Quizá fue el contraste tan notorio entre la melancolía sosegada de la letra y el empuje triunfal de la música lo que llevó a Anka a reescribirla para ser interpretada por el legendario Frank Sinatra, bajo un título que probablemente todos conocemos: My Way, en donde el narrador, en sus últimos años de vida, rememora con satisfacción una vida imperfecta pero auténtica.

Dos historias para una misma melodía; en su momento climático, la poderosa voz de Sinatra estalla, concluyendo:

¿Pues qué es un hombre? ¿Qué es lo que tiene?

Si no es a sí mismo, no tiene nada.

Decir las cosas que en verdad siente, y no las palabras de quien se arrodilla.

La historia muestra que soporté los golpes, y que lo hice a mi manera.

Sí, en verdad hay muchas versiones de cada historia, y somos libres de elegir la que nos plazca. Pero esta elección no cambia la realidad; sólo le imprime una melodía particular. Y hay melodías en las que, sin importar cuanto lo intentemos, la letra simplemente no encajará. 

Podemos forzar la canción, y decirnos que algún día habrá quien nos entienda. O podemos, como Sinatra, aceptar una historia menos prístina y glamorosa, pero auténtica. Esa será, quizá, la única decisión que nos quede cuando todo lo demás está perdido. 
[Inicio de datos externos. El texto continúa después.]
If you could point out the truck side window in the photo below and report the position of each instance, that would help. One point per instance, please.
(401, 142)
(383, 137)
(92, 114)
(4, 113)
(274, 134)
Han sido tiempos convulsos, en donde las historias y las melodías se arreglan y se componen con la letra del triunfo, la derrota, la insensatez o la congruencia. Lo que para algunos pueden ser una insensatez, como permanecer erguido enfrente de un tanque que lo aplastará, para otros es la congruencia de no ceder ni un centímetro a tus valores ante la embestida final. 

Esta historia también tiene más de dos de versiones y perspectivas, no sólo de los protagonistas, sino de los observadores quienes habrán de elegir cuál les inspirará a hacer y ser mejores de lo que son. 

Al fin de cuentas, toda historia melódica, aun las republicanas, deben resonar no para endulzar nuestra vida, ni para encantar al poder, sino para inspirar a nuestros observadores, que nuestros actos no quedan en el silencio de nuestra soledad, sino que nos trasciendan. 

Incluso en estos tiempos de incertidumbre, encontremos a muchos personajes de nuestra historia contemporánea, cómodos, lejanos, fuera o dentro de la insensatez (¿quién puede saberlo?), pero sabiendo que la melodía y letra con la que buscan explicarse, justificarse, arrullarse, no le dará la paz, ni inspirarán, ni sanarán las heridas abiertas. 

Algún día veremos qué letra y melodía harán eco en nuestra sociedad fraccionada. Por ahora, solo toca esperar.